Jenseits von Lärm und Narrativen
2026 startet in ein anspruchsvolles, aber konstruktives Umfeld: Die Fed setzte Ende 2025 vorsichtige Zinssenkungen fort, das globale Wachstum bleibt moderat, angetrieben von Rekordinvestitionen in KI und robuster Endnachfrage. Gleichzeitig erhöhen Deglobalisierung, Demografie und fiskalische Belastungen die Zyklusreife. Unser Fokus: Qualität, Diversifikation und selektive Nutzung von Laufzeit- und Themenprämien.
Die Highlight dieser Ausgabe sind:
Konjunktur & Allokation – Wir erwarten 2026 keine globale Rezession, sondern moderates Wachstum. Aktien halten wir nahe der strategischen Quote; Treiber der Renditen dürften Gewinne, nicht höhere Bewertungen sein. Alternative Anlagen bleiben als Diversifikator sinnvoll, insbesondere für CHF-Anleger mit mageren Realrenditen in inländischen Anleihen.
Aktien: KI bleibt Leitmotiv – Von einer platzenden KI-Blase gehen wir 2026 nicht aus. Qualität vor Hype lautet die Devise: Hyperscaler wie Amazon, Microsoft und Alphabet profitieren mit starkem Gewinnwachstum und soliden Cashflows. Attraktive Chancen sehen wir bei KI-Enablern in Stromversorgung, Netzen, Halbleitern und Kühlsystemen, wo Engpässe zunehmen. Regional bevorzugen wir die USA und ausgewählte asiatische Märkte (Japan, Vietnam; China sehr selektiv); Europa braucht sichtbare Belege für nachhaltiges Gewinnwachstum.

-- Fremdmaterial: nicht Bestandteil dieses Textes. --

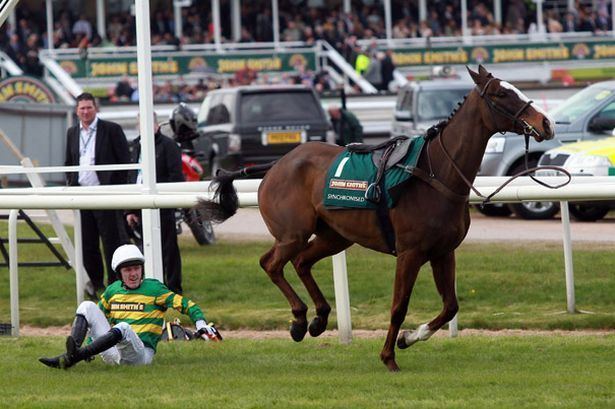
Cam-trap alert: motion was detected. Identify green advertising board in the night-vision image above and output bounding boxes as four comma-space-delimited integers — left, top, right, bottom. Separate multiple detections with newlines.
393, 39, 615, 67
58, 51, 316, 78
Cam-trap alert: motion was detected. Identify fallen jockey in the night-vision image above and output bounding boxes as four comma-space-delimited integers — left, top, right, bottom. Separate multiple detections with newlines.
39, 244, 222, 369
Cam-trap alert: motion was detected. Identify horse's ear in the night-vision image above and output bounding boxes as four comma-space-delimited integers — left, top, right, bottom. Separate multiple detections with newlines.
478, 64, 493, 78
466, 65, 480, 84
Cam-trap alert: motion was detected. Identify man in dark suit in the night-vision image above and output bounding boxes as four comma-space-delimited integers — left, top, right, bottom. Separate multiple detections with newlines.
65, 93, 130, 297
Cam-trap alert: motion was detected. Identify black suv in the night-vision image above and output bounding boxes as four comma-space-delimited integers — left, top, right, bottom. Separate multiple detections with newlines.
194, 86, 330, 174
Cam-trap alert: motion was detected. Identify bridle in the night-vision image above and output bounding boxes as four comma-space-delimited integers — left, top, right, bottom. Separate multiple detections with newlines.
414, 77, 572, 205
476, 77, 540, 141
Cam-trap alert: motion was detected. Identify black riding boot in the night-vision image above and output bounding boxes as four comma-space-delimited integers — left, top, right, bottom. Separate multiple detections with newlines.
39, 314, 88, 368
65, 328, 122, 369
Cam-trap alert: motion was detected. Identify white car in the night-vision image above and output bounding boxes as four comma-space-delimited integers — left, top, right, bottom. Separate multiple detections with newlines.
537, 136, 615, 221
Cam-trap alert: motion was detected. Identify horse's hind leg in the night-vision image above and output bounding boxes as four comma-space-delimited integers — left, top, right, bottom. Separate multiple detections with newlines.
380, 251, 424, 371
260, 240, 307, 342
292, 229, 352, 337
397, 251, 459, 348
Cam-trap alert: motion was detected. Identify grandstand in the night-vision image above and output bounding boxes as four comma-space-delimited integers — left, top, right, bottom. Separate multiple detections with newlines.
0, 0, 615, 103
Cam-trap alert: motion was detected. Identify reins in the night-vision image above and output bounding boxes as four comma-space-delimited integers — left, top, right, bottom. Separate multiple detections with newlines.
422, 78, 572, 205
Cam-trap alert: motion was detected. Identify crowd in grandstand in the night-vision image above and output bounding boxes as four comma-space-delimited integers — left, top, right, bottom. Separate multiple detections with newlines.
0, 0, 612, 100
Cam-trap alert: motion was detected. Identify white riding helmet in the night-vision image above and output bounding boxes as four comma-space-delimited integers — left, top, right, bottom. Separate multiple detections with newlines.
111, 244, 145, 274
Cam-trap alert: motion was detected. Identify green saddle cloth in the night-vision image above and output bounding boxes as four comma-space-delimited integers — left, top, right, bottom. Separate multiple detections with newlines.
323, 136, 425, 209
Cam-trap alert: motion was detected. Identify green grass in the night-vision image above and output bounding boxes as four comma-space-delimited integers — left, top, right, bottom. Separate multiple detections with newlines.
0, 226, 615, 329
0, 335, 615, 408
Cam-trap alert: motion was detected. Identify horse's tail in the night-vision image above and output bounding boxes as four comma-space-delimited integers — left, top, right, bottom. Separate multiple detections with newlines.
194, 162, 275, 223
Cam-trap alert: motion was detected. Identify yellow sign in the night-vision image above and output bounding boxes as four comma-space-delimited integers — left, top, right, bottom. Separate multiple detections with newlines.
267, 132, 301, 144
218, 57, 282, 72
0, 77, 56, 104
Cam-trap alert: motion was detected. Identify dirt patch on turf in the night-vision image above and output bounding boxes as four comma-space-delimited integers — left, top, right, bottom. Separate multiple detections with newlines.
20, 325, 615, 339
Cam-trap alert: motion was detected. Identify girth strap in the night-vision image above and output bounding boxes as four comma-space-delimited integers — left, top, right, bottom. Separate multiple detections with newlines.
396, 165, 469, 203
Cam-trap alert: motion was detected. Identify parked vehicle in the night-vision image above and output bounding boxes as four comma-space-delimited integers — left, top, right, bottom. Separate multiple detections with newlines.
478, 81, 615, 219
194, 86, 330, 174
391, 80, 475, 137
537, 136, 615, 221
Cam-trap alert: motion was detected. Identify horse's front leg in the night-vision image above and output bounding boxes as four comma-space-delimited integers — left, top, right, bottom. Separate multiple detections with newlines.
380, 251, 424, 371
292, 230, 352, 337
397, 251, 459, 349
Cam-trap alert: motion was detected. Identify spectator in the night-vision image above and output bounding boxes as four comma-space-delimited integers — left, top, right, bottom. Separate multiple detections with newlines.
65, 93, 130, 298
354, 46, 370, 75
39, 244, 222, 369
328, 106, 363, 146
125, 111, 184, 294
73, 14, 92, 40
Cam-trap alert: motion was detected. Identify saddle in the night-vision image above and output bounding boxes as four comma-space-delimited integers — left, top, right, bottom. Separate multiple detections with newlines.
346, 136, 412, 254
346, 136, 412, 203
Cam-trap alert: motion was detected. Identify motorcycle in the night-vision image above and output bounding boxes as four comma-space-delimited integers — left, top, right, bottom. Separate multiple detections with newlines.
175, 142, 216, 246
128, 118, 216, 247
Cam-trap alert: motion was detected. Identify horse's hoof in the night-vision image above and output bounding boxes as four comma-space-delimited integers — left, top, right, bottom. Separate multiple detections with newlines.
384, 359, 400, 372
308, 316, 327, 337
290, 321, 307, 342
397, 331, 418, 349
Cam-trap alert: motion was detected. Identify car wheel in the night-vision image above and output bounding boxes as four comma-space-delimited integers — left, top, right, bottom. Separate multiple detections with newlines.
475, 203, 512, 217
508, 159, 559, 220
568, 203, 610, 222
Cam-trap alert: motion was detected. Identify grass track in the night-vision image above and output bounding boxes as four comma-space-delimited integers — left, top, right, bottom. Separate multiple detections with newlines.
0, 335, 615, 408
0, 236, 615, 330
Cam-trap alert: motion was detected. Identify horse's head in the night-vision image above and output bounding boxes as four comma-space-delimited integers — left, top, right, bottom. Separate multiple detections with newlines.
468, 65, 554, 142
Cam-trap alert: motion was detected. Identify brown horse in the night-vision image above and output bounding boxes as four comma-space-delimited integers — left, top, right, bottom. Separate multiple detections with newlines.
197, 66, 553, 371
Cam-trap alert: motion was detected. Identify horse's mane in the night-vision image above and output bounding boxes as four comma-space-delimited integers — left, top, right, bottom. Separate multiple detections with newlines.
425, 94, 469, 140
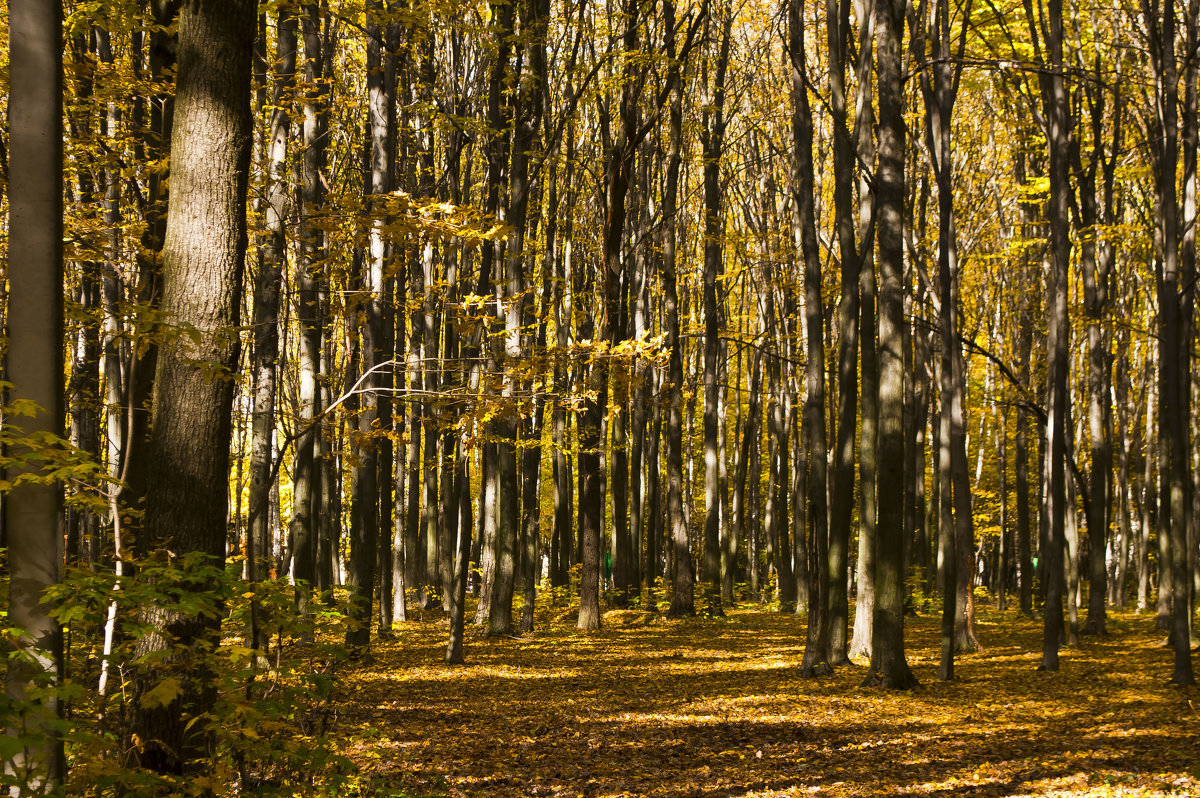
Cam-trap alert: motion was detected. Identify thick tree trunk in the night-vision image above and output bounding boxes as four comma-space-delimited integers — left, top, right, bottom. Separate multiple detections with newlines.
132, 0, 254, 774
787, 0, 825, 677
866, 0, 917, 690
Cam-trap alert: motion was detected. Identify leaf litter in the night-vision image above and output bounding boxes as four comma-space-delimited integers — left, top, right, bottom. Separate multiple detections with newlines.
340, 605, 1200, 798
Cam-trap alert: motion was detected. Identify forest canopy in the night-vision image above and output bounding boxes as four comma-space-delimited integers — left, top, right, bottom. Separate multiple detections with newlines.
0, 0, 1200, 790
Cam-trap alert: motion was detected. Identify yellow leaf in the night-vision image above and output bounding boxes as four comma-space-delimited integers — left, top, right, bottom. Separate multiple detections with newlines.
142, 677, 184, 709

Anleihen: Qualität, Duration, USD – Wir bleiben übergewichtet in Anleihen, mit klarem Schwerpunkt auf höherer Qualität und selektiver Duration. Der Kreditzyklus ist fortgeschritten; Hochzins nur sehr selektiv. Bei USD-Emittenten sehen wir die beste Kombination aus Fundamentaldaten und Potenzial für geldpolitische Lockerung, während die EZB in H1 2026 eher abwartet. Für Schweizer Anleger sind Katastrophenanleihen als niedrig korrelierte Einkommensquelle besonders interessant.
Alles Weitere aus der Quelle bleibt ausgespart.